Research done with Maria includes the production of radioisotopes, research using neutron beams, neutron therapy, and neutron activation analysis. It operates for about 4,000 hours annually, usually in blocks of 100 hours.

==Technical description==
The technical details of the reactor are given in the references.

Maria is a pool-type reactor with a power of 30 MW (thermal). Despite being a pool reactor, it contains channels (aluminum tubes) individually connected to the primary coolant.
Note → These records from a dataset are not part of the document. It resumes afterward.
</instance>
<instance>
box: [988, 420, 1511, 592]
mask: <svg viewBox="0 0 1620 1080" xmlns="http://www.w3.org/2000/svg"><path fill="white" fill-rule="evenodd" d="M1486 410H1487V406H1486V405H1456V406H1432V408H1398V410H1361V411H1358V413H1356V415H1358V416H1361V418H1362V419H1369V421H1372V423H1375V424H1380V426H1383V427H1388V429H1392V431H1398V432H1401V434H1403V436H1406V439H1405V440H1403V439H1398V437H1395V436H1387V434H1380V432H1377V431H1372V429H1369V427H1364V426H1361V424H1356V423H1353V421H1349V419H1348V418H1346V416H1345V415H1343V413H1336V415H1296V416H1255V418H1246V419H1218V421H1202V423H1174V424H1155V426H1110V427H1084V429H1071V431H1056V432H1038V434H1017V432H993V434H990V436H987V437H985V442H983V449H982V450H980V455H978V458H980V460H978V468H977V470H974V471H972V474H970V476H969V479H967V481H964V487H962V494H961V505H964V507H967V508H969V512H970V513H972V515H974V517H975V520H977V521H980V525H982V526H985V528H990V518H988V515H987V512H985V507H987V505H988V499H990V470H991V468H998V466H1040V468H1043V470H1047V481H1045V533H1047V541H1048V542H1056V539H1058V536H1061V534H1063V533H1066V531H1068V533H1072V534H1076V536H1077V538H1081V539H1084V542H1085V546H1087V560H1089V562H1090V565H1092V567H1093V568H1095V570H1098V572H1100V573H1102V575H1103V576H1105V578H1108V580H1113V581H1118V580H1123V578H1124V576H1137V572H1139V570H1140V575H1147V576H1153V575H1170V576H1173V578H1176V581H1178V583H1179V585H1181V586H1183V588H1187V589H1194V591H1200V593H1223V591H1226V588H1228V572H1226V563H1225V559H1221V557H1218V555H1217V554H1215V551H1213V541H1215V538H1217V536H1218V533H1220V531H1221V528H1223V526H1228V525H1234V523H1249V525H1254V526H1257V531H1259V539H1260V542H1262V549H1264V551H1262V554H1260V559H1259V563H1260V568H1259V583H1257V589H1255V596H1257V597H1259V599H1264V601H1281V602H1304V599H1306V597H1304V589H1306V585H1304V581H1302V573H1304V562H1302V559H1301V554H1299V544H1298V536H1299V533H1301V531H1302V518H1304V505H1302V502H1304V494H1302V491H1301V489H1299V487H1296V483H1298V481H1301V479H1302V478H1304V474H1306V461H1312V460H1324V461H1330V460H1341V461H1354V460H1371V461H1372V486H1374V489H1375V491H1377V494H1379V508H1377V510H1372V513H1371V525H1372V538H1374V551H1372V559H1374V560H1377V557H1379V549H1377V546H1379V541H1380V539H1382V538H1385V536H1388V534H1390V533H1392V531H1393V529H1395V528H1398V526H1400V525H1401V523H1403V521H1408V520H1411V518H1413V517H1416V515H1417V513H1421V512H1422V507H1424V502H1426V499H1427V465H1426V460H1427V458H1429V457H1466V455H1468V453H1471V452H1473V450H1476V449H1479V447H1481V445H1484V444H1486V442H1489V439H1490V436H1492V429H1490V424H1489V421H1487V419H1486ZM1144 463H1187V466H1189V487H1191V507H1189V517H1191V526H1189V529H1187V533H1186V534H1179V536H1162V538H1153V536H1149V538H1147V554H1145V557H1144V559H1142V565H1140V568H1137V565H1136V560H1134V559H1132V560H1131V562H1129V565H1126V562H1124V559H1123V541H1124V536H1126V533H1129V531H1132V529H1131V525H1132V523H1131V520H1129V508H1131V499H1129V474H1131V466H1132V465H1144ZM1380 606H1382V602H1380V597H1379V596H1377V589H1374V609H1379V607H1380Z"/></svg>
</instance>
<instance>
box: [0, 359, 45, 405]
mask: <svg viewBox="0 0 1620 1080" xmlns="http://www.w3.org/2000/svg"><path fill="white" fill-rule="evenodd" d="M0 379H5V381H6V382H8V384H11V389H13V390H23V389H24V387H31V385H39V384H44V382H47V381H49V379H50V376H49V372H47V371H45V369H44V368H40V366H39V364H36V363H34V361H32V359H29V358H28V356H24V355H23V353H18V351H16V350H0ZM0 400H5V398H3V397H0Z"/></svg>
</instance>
The water pool provides cooling for elements (e.g., fuel elements) that are not otherwise cooled, and also acts as radiation shielding. Maria uses enriched uranium as fuel (80% enrichment in ^{235}U till 1999, and 36% since). The fuel elements and channels are vertical but arranged conically. Water and beryllium blocks serve as the moderator (70% and 30% of the moderation, respectively). Elements of boron carbide sheathed in aluminum are utilized for control, compensation, and safety. The use of beryllium blocks permits a comparatively large fuel lattice pitch, and consequently large volume for payload targets. There is also a graphite reflector (aluminum sheathed). Maria supplies a neutron flux of 4 × 10^{14} n/cm^{2}s (thermal neutrons) and 2 × 10^{14} n/cm^{2}s (fast neutrons). There are six horizontal channels for controlled use of neutron beams. There is also a window of lead-containing glass through which the core can be viewed. The reactor is housed in a sealed containment.

Following preparation which started in 2004, Maria was converted to use low-enriched uranium (LEU) fuel by 2012.

==History==
Construction began on 16 June 1970, and the reactor was activated on 18 December 1974. With the shutdown of the Ewa reactor in 1995 it became Poland's only research nuclear reactor.

In 2015, Maria was relicensed for an additional ten years of operation, until 2025. On 1 April 2025, the Maria reactor was temporarily shut down due to the licence ending and was not expected to resume operations before the renewal of its licence (expected no earlier than 8 May 2025).

==Production of medical radioisotopes==
In February 2010, it was announced that Maria would start producing medical isotopes in cooperation with Covidien, to help ease the isotope shortages due to shutdowns of the Canadian NRU reactor and the Dutch Petten nuclear reactor.